Per il resto, non so davvero cosa pensare, un aspetto positivo è che siamo a inizio quadriennio e magari alcuni progetti tipo Chenetti nel fondo si vedranno alla distanza (mi auguro..), però questa storia delle gobbe della Scanzio, anche se a molti dirà poco e nulla, per me è molto indicativa su come si voglia andare avanti anche sul resto.
ste86
16 Dicembre 2014 at 09:32
Però investire i (pochi) soldi che si hanno sulle discipline che possono dare delle soddisfazioni (anche a scapito di altre) non mi pare una cattiva idea. Il freestyle non ha tradizione in Italia, la domanda è: vale la pena pagare un intero staff e trasferte per una disciplina che al massimo (ce con la sola Scanzio) può regalare un piazzamanto da top10?

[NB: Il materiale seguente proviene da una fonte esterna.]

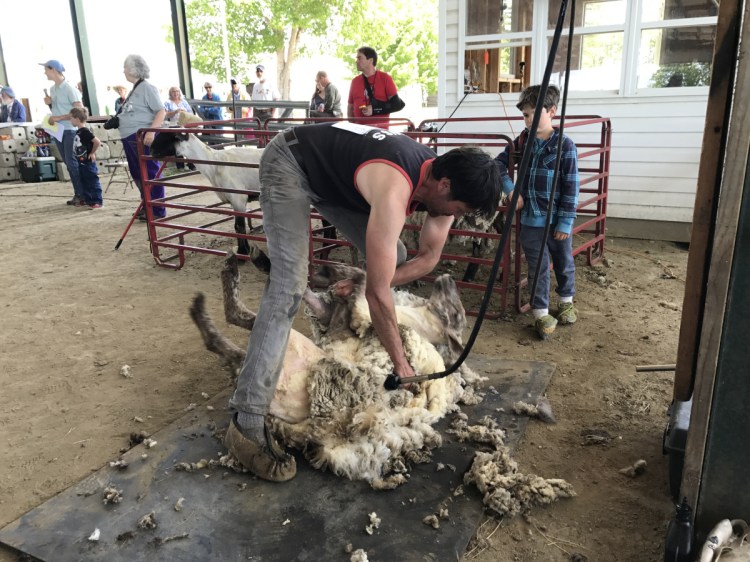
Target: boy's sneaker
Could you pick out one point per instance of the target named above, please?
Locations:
(566, 313)
(545, 325)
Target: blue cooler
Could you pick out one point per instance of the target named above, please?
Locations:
(38, 168)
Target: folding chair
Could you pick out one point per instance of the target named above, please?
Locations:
(113, 169)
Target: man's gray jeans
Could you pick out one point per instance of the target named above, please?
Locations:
(285, 199)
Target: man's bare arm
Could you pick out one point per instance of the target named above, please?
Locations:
(432, 238)
(387, 191)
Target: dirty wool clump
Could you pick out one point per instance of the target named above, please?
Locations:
(509, 492)
(542, 410)
(358, 429)
(331, 403)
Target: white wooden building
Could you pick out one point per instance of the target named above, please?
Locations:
(644, 64)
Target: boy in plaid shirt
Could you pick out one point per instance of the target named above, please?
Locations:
(533, 203)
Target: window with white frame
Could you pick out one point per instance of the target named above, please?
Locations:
(497, 45)
(620, 46)
(676, 43)
(596, 62)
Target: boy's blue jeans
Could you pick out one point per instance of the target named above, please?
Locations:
(92, 189)
(65, 147)
(561, 252)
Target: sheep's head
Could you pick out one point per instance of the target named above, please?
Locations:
(185, 118)
(331, 311)
(166, 144)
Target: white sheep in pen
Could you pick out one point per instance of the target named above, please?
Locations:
(246, 178)
(330, 401)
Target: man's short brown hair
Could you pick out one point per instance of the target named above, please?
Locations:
(530, 96)
(80, 113)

D’altronde la stessa Scanzio era passata a gareggiare per la nazionale italiana perchè Swiss Ski non aveva inserito le gobbe nel proprio progrmma olimpico.
ale sandro
16 Dicembre 2014 at 15:13
E’ vero ste hai ragione pure tu, ma il tuo ragionamento lo trovo corretto nell’immediato, e non a lungo termine come invece credo sia utile fare per l’Italia ora, se si vuole davvero ritornare a posizioni che competono. E sarei stato d’accordo se ci fosse stato già pronto un eventuale ricambio con una giovanissima in rampa di lancio già al suo livello. Poi certo , la coperta è corta. Ma siamo sicuri che quei soldi e risorse risparmiati per la Scanzio(con l’Italia sia da junior che da senior medagliata mondiale a prescindere dal disinteresse svizzero per le gobbe) , e che non andranno per dire alla Bertagna restando quindi all’interno dello stesso sport(altra specialità) e con un’altra atleta da prime 10, finiscano per aiutare per esempio la combinata nordica? Anche quest’ultima non ha avuto vera tradizione nel nostro paese eppure le potenzialità ci sono eccome, ma non si vedono grandi risultati. Che facciamo secondo il ragionamento di Roda,abituato agli staff del campione stile Tomba, e secondo il Coni, rinunciamo a interessarci anche ai combinatisti se a metà quadriennio non beccano i primi 10 in gara individuale neanche per sbaglio? Il rischio è questo e secondo me uno dei tanti motivi per cui l’Italia dello sport di questo nuovo secolo invernale ed estivo si trova così, è stato proprio il coprirsi col campione stentando nel creare una vera e propria squadra attorno a lui e un vero sistema per le generazioni successive ,e farsi una gran dormita da parte di dirigenti e accoliti. Poi per carità , le Fontana formato Vancouver e i Battisti-Sartori di Londra potranno sempre accadere, ma perchè sono loro ad essere così validi, e non deve necessariamente essere usato come alibi da chi invece deve adoperarsi affinchè una specialità o disciplina , si chiami gobbe o short track,non rischi di cadere totalmente nell’oblìo definitivo.
Ser Marek
15 Dicembre 2014 at 17:55
Finalmente un articolo sincero e obiettivo sulla situazione italiana nel panorama degli sport invernali. Sinceramente sono stato molto sorpreso dai commenti post-Sochi da parte delle istituzioni ma anche di alcuni importanti giornali sportivi che hanno definito quest’Olimpiade positiva. Invece, anche secondo me, l’Olimpiade di Sochi è stata una delle peggiori della storia italiana e purtoppo non ci sono segnali importanti di inversione di tendenza. Il bilancio degli ultimi anni è pietoso soprattutto se si confronta con la storia sportiva dell’Italia, che era una nazione di vertice anche negli sport invernali ed era una presenza fissa nella Top 10 del medagliere olimpico, ma mi sembra che in molti se lo siano scordato.
Federico Militello
15 Dicembre 2014 at 21:27
Bravo Marek, purtroppo in tanti dimenticano la storia ed il blasone dell’Italia. Dobbiamo tornare dove meritiamo.